A ball of mass $$m$$ and speed $$v$$ strikes a wall perpendicularly and rebounds with undiminished speed. If the time of collision is $$\Delta{t}$$, what is the average force exerted by the ball on the wall?

My thoughts were that we would simply use $$\Delta{p}=-mv$$ and continue on, but the given solution is

The change in momentum is $$\Delta{p}=(-mv)-mv$$; the average force is $$F=\Delta{p}/\Delta{t}=-2mv/\Delta{t}$$.

Why is $$\Delta{p}$$ equal to $$-2mv$$ instead of $$-mv$$? Is it because the ball bounces off the wall instead of staying but going to rest in $$\Delta{t}$$? I ask this because this is the only difference between this problem and some others, so it is probably why. I don't understand why the ball bouncing off the wall makes the change in momentum momentum $$-2mv$$, then.

For example, if the problem statement was instead "A car of mass $$m$$ and speed $$v$$ collides with a wall, and is brought to rest in a time of $$\Delta{t}$$, would $$\Delta{p}=-mv$$ this time?

• You seem to fully answer your question within your post.
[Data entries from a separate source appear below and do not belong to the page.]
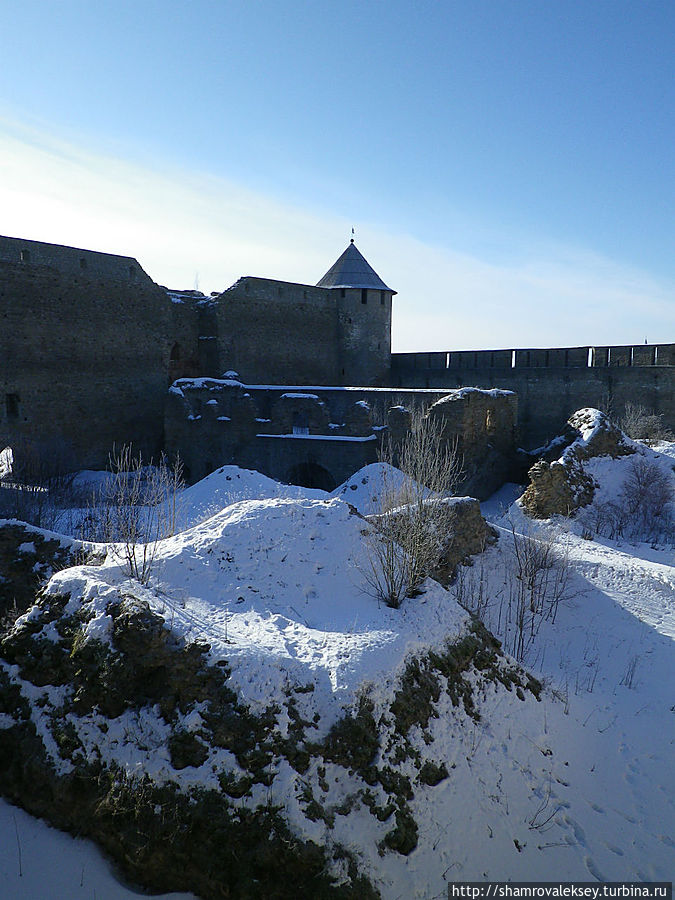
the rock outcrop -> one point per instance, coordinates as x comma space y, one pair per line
563, 486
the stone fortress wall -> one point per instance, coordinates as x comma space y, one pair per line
89, 346
84, 352
319, 436
552, 383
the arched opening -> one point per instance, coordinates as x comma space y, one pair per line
174, 363
312, 475
300, 423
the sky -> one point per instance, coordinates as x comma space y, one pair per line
508, 165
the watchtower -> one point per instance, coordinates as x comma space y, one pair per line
364, 318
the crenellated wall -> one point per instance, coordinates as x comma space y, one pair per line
552, 383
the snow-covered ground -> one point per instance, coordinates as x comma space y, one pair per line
40, 863
577, 786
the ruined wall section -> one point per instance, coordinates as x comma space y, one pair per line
322, 437
552, 383
279, 332
275, 332
84, 352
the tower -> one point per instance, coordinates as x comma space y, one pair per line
364, 318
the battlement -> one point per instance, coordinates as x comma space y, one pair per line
554, 358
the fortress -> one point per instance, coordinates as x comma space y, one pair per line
94, 353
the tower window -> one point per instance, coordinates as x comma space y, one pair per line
12, 406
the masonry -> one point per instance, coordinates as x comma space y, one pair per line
90, 347
319, 436
552, 383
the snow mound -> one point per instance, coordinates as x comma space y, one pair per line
367, 488
275, 587
230, 484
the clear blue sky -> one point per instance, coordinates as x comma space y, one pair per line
508, 164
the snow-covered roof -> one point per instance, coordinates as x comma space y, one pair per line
352, 270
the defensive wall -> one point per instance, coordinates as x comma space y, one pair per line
89, 345
552, 383
84, 352
280, 332
319, 436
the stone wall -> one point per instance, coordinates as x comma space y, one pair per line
84, 352
320, 438
89, 344
275, 332
551, 384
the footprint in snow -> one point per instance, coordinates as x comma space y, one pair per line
589, 862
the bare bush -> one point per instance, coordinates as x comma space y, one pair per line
412, 518
642, 424
135, 509
644, 509
537, 579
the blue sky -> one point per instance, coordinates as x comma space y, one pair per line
507, 164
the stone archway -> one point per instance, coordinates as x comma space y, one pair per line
311, 475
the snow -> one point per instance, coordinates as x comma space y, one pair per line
299, 396
38, 862
579, 786
367, 488
322, 437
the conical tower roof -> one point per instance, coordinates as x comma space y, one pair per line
352, 270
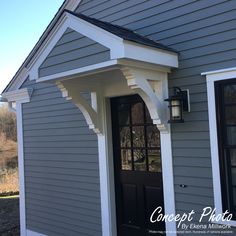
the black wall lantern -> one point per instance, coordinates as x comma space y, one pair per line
178, 103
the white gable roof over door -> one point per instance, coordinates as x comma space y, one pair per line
121, 42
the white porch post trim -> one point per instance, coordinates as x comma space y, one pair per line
105, 186
211, 78
20, 96
21, 167
168, 180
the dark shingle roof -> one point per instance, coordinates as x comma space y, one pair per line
122, 32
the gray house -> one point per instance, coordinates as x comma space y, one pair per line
126, 120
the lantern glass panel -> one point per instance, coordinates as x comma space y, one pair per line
176, 109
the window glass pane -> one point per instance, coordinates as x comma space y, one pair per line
231, 135
230, 93
125, 140
153, 136
126, 159
154, 160
124, 114
233, 157
230, 115
139, 160
137, 113
233, 173
138, 136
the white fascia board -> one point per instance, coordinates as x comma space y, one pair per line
21, 77
150, 54
114, 43
99, 35
103, 66
72, 4
220, 74
18, 80
20, 95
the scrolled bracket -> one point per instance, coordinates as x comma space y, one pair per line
91, 111
152, 86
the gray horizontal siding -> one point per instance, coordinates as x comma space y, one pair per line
61, 166
73, 51
204, 33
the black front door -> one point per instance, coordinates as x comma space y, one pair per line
137, 162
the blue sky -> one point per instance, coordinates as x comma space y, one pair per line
22, 22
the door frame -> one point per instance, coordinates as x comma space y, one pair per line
107, 176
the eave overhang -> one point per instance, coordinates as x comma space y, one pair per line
120, 49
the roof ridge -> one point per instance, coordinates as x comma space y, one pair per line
129, 34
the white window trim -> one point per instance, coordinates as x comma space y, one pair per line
20, 96
211, 78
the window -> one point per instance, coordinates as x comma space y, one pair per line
221, 92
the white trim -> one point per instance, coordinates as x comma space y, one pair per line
33, 233
119, 48
20, 95
22, 76
21, 168
106, 191
149, 54
91, 69
219, 71
211, 78
168, 180
22, 73
71, 4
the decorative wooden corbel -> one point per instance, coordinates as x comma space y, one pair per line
152, 86
91, 111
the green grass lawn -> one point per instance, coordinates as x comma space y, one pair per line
9, 216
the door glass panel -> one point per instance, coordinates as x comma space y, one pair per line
233, 157
233, 173
148, 117
124, 114
154, 161
231, 135
137, 113
126, 159
234, 196
138, 136
230, 93
139, 160
125, 138
230, 115
153, 136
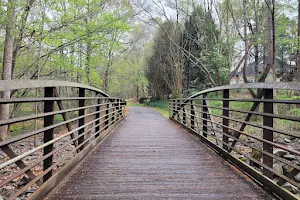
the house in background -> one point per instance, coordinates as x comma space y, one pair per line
284, 72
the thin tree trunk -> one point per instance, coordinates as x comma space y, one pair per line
7, 65
298, 51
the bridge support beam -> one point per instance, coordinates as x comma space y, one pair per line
225, 118
81, 120
268, 134
48, 134
97, 117
192, 115
204, 115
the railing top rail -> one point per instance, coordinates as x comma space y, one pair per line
279, 85
29, 84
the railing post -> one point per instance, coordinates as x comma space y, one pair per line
97, 116
268, 134
113, 103
177, 106
204, 116
81, 113
107, 114
48, 134
225, 120
192, 115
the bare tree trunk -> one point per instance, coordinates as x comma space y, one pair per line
298, 51
7, 65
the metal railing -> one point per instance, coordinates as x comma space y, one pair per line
259, 135
69, 119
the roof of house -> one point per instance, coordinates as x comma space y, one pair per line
250, 69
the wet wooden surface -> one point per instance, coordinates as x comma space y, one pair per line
150, 157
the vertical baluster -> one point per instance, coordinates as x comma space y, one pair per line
97, 116
268, 134
107, 114
81, 103
183, 115
48, 134
113, 103
225, 121
178, 109
204, 116
192, 115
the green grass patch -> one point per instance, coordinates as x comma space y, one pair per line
159, 106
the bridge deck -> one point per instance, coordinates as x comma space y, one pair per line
149, 157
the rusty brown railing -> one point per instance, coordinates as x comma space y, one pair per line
259, 135
46, 142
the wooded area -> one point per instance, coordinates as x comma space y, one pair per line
158, 48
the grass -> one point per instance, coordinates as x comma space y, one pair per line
159, 106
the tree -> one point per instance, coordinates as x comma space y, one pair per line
7, 63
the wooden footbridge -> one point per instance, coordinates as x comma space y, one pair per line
88, 145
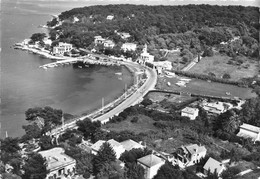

What exactly are you looking for in an answer? "Yes"? – Dvij D.C. May 30 at 1:23
• "I don't understand why the ball bouncing off the wall makes the momentum −2mv, then." - have you misread the solution (or misstated it)? It's the change in momentum that equals $-2mv$, not the final momentum, correct? – Alfred Centauri May 30 at 1:29
• Yeah, the change in momentum. – David Dong May 30 at 1:31
• In this case, we can't conserve momentum because there is an external force acting on the wall which is preventing it from moving. – SarGe May 30 at 1:41

Assuming direction of velocity of the ball initially to be positive:

Before Collision:
$$p_i= mv$$

After Collision:
$$p_f = -mv$$ Since speed, that is magnitude of velocity, is same but direction of velocity is opposite.

So, $$\Delta p=p_f-p_i=-2mv$$

For example, if the problem statement was instead "A car of mass $$m$$ and speed $$v$$ collides with a wall, and is brought to rest in a time of $$\Delta{t}$$, would $$\Delta{p}=-mv$$ this time?

Yes, since the final velocity is a zero vector and so is the momentum of the car.

The change in momentum is $$-2mv$$ because it not only adds the momentum $$-mv$$ (to the left), but it also adds $$-mv$$ to stop the ball in the first place (since it has a momentum of $$mv$$ to the right).